Governors have called together state legislative bodies at places unusual and uncomfortable for the sole purpose of fatiguing them into compliance with their dictates;


They have made illegal the right of the people to call for change of government;


They have refused to secure our borders and prevent illegal migration;


They have continually erected a multitude of new offices, and sent hither swarms of officers to harass the people, and eat out their substance;


They have compiled large quantities of information on the populace for unknown purposes;


They have refused to address our energy needs and forced the people to pay exorbitant sums as a result;


They have refused to impose term limits on themselves and have thus attempted to form an elite aristocracy;


They have either completely refused to prosecute or lightly punished those among them accused or convicted of malfeasance;


They have failed to properly compensate or provide care for our soldiers wounded in combat;


They have refused to constrain commercial monopolies, forcing the people to conduct business at unreasonable rates and in unusual ways;


They have limited our right to petition the government for redress of grievances;


They have hidden appropriation of large sums of money from the people;


They have limited the right of the people to keep and bear arms and have compiled lists of private armaments;


They have repeatedly violated the right of the people to be secure in their persons, houses,
papers, and effects, against unreasonable searched and seizures;

They have abused the concept of eminent domain;

They have violated the people’s freedom of religion by threatening to tax religious leaders who speak of political matters;

They have disparaged the right of the people to retain rights not enumerated in the Constitution;

They have sought to reinforce and support despotic foreign powers;

They have abdicated their responsibility to protect American citizens abroad.


In every stage of these oppressions we have petitioned for redress in the most humble terms: our repeated petitions have been answered only with repeated injury.

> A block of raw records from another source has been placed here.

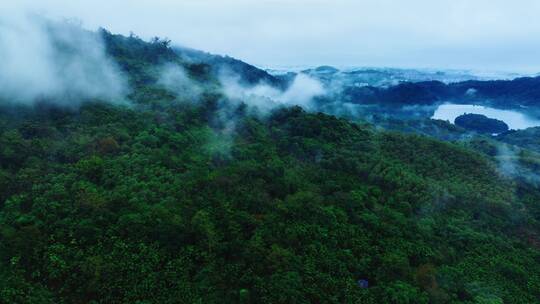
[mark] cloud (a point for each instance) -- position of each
(57, 61)
(175, 79)
(480, 34)
(302, 92)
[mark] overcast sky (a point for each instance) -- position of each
(463, 34)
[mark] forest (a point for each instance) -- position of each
(170, 200)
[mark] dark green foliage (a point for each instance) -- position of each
(481, 123)
(163, 203)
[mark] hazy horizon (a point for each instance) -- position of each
(460, 35)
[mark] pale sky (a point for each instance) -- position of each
(487, 35)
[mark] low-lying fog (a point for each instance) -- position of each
(514, 119)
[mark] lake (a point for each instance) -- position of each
(514, 119)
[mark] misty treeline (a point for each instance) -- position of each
(192, 194)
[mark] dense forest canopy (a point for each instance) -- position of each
(481, 123)
(179, 197)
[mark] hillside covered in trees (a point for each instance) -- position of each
(172, 198)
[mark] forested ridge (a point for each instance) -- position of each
(165, 200)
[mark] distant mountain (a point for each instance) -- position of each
(249, 74)
(481, 123)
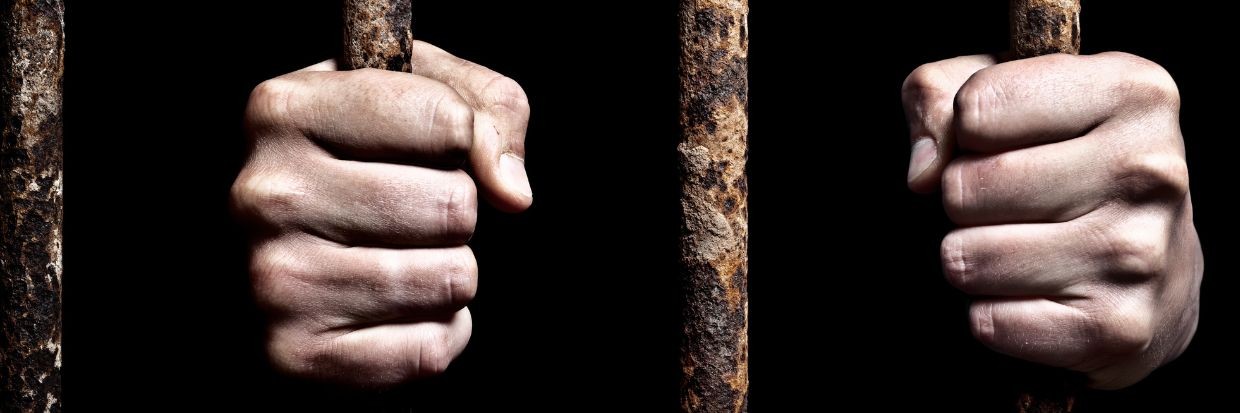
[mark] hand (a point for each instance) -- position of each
(1070, 187)
(361, 211)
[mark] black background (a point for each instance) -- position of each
(577, 306)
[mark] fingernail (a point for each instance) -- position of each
(513, 170)
(924, 153)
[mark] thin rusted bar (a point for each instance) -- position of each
(714, 231)
(378, 34)
(1043, 27)
(31, 205)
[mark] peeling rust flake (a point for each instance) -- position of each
(31, 205)
(378, 34)
(713, 150)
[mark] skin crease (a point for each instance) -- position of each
(1067, 177)
(360, 206)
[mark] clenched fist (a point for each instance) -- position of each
(1067, 175)
(360, 190)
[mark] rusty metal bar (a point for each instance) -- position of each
(1043, 27)
(31, 205)
(714, 227)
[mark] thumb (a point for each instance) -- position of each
(501, 112)
(499, 151)
(929, 94)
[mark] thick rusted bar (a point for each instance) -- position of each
(31, 206)
(1043, 27)
(714, 84)
(378, 34)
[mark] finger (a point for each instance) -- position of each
(325, 66)
(365, 204)
(500, 119)
(367, 114)
(928, 96)
(1060, 181)
(377, 356)
(1088, 339)
(1055, 97)
(1033, 259)
(300, 274)
(1038, 330)
(1054, 182)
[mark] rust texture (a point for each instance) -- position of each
(378, 34)
(31, 206)
(1045, 26)
(714, 83)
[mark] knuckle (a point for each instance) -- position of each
(268, 197)
(976, 98)
(955, 267)
(981, 324)
(505, 92)
(1152, 176)
(272, 269)
(460, 278)
(434, 356)
(954, 189)
(269, 103)
(960, 196)
(458, 120)
(1136, 252)
(1147, 82)
(459, 210)
(1124, 333)
(292, 354)
(924, 84)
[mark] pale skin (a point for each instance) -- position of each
(1065, 174)
(361, 187)
(1067, 177)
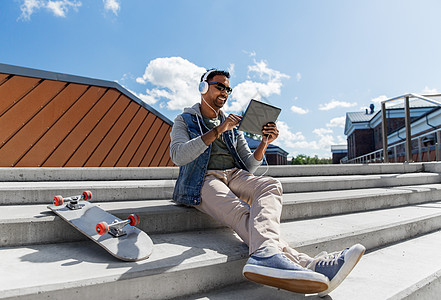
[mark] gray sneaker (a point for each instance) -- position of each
(281, 272)
(337, 265)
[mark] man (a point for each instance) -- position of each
(215, 176)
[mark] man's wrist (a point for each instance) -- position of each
(216, 131)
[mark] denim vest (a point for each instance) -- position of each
(191, 176)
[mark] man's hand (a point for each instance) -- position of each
(229, 123)
(269, 132)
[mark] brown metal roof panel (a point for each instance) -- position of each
(121, 145)
(124, 160)
(23, 110)
(28, 136)
(50, 141)
(14, 89)
(112, 135)
(154, 147)
(3, 78)
(28, 72)
(91, 144)
(77, 136)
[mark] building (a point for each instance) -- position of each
(50, 119)
(364, 129)
(339, 152)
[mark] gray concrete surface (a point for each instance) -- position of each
(324, 209)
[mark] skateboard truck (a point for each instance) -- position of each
(116, 227)
(72, 200)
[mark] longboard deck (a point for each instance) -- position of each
(134, 246)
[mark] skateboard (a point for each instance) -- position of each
(118, 237)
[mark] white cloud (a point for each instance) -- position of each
(231, 69)
(287, 138)
(176, 80)
(112, 5)
(379, 99)
(249, 89)
(57, 8)
(299, 110)
(429, 91)
(334, 104)
(249, 53)
(337, 122)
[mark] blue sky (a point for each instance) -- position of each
(316, 60)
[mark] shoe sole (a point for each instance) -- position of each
(297, 281)
(346, 269)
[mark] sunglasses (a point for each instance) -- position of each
(222, 87)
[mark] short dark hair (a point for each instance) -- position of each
(215, 72)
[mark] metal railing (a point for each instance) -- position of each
(382, 155)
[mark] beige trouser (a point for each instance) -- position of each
(251, 206)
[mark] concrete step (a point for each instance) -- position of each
(191, 262)
(110, 174)
(12, 193)
(393, 272)
(33, 224)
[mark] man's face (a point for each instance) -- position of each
(214, 96)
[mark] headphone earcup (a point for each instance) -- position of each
(203, 87)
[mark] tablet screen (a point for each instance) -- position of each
(257, 115)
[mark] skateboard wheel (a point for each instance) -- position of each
(134, 219)
(87, 195)
(102, 228)
(58, 200)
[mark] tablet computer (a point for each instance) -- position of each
(257, 115)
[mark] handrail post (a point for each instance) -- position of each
(408, 133)
(384, 131)
(420, 149)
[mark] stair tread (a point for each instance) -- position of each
(390, 271)
(44, 267)
(40, 211)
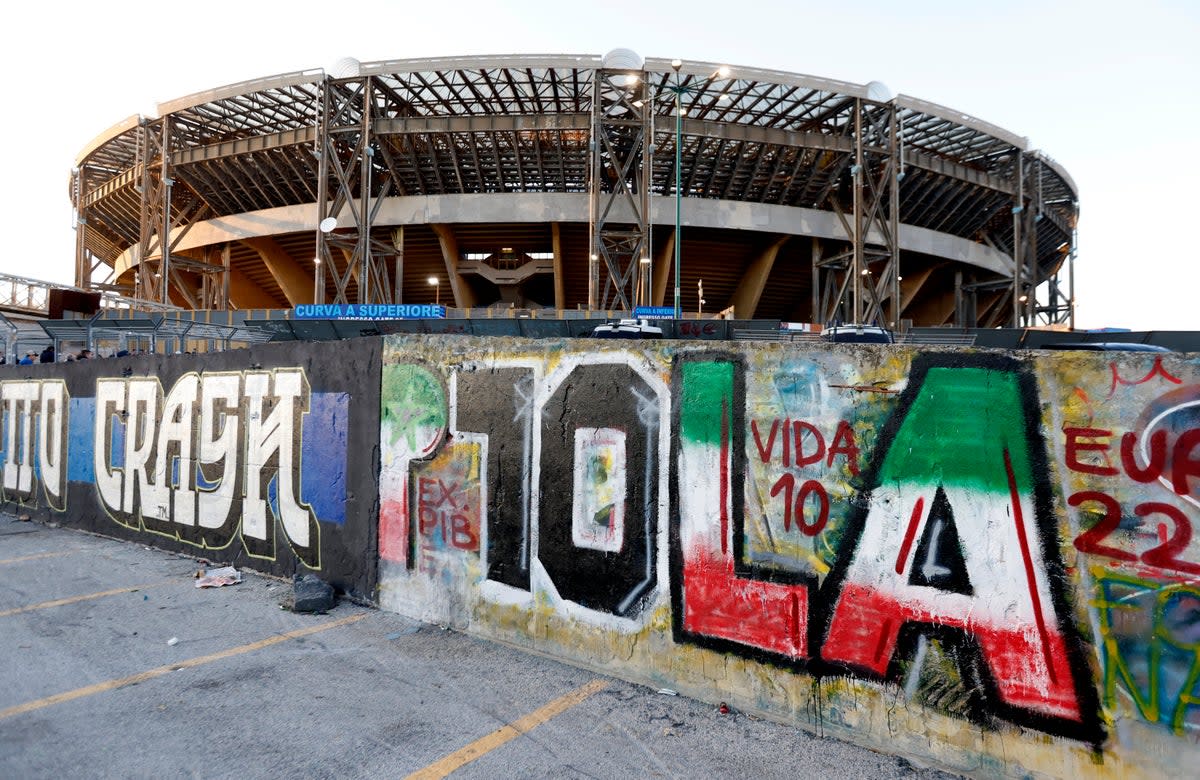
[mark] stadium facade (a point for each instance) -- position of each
(577, 183)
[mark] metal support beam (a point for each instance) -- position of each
(463, 297)
(351, 186)
(618, 187)
(868, 280)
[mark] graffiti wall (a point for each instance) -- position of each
(241, 457)
(975, 558)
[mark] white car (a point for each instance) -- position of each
(627, 329)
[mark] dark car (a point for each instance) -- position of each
(857, 335)
(1104, 346)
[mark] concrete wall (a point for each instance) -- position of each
(976, 558)
(261, 457)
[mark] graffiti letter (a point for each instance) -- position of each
(988, 474)
(711, 599)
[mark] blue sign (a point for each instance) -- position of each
(654, 312)
(369, 311)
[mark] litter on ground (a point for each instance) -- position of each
(217, 577)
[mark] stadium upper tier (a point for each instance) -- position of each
(502, 180)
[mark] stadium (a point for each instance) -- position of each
(564, 184)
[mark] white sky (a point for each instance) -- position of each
(1107, 89)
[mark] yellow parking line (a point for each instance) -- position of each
(503, 735)
(141, 677)
(59, 603)
(37, 556)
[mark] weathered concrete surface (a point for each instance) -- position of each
(263, 457)
(379, 697)
(983, 559)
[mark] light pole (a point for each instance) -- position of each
(643, 285)
(679, 89)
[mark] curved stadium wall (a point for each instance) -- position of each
(486, 183)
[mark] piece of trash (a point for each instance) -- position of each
(311, 594)
(217, 577)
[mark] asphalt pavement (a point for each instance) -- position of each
(115, 665)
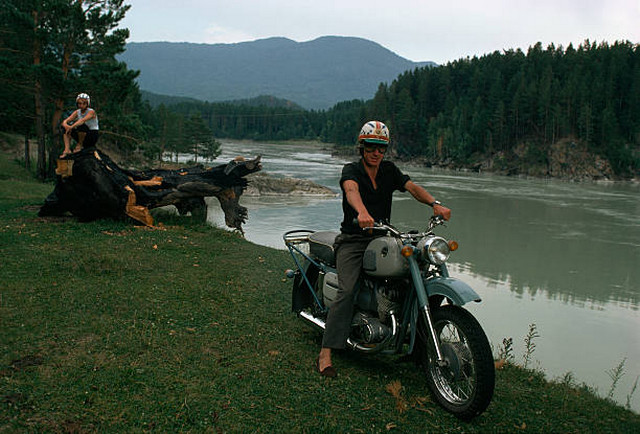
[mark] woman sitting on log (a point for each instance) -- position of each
(81, 125)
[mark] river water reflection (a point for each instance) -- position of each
(563, 256)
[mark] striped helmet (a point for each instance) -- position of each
(374, 132)
(84, 96)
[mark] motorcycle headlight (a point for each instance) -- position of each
(437, 250)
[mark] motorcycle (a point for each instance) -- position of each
(406, 304)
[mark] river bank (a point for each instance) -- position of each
(97, 336)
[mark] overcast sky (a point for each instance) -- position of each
(418, 30)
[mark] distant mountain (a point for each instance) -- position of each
(263, 100)
(315, 74)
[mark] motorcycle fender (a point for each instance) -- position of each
(453, 289)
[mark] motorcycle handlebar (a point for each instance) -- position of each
(434, 221)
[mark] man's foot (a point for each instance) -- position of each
(327, 371)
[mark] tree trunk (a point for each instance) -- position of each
(39, 107)
(91, 186)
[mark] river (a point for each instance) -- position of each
(563, 256)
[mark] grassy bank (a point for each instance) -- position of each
(107, 327)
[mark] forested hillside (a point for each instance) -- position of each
(502, 101)
(513, 112)
(513, 108)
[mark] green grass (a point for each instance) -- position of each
(107, 327)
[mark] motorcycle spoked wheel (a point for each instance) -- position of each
(465, 386)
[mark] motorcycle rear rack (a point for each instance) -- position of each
(297, 240)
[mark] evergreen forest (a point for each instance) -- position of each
(457, 114)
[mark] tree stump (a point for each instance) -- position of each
(91, 186)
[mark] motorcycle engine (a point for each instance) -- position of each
(369, 329)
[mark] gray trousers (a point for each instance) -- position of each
(349, 252)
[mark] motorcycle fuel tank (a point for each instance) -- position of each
(383, 258)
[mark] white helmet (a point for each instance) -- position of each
(84, 96)
(374, 132)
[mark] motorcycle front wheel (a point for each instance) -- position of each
(464, 386)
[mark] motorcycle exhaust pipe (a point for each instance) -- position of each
(312, 320)
(353, 345)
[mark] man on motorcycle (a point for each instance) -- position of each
(367, 189)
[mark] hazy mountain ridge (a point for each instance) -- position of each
(315, 74)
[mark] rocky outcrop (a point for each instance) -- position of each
(570, 160)
(264, 185)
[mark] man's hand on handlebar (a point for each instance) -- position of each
(442, 211)
(365, 220)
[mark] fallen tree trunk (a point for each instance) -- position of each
(91, 186)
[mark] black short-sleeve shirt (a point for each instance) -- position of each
(377, 201)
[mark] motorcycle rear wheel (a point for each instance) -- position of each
(465, 386)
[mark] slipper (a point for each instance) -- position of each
(329, 371)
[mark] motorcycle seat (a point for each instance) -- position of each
(321, 246)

A government, whose character is thus marked by every act which may define tyranny, is unfit to be the ruler of a free people.


Nor have we been wanting in attentions to our government. We have warned them from time to time of attempts by them to extend an unwarrantable jurisdiction over us. We have reminded them of the circumstances of our founding. We have appealed to their justice and magnanimity, and we have conjured them by the ties of our common history. They have been deaf to the voices of justice. We must, therefore, acquiesce in the necessity, which denounces our separation, and hold them as we hold the rest of mankind, Enemies in war, in peace, friends.


We, therefore, the people of the United States, by authority of the good people of this nation, solemnly publish and declare, that these states are, and of right ought to be, free and independent; that they are absolved from all allegiance to the federal government, and that all political connection between them is and ought to be totally dissolved; and that as free and independent states, they have the full power to call for a new Constitutional Convention to correct the abuses and usurpations heretofore enumerated. And for the support of this declaration, we mutually pledge to each other our lives, our fortunes, and our sacred honor.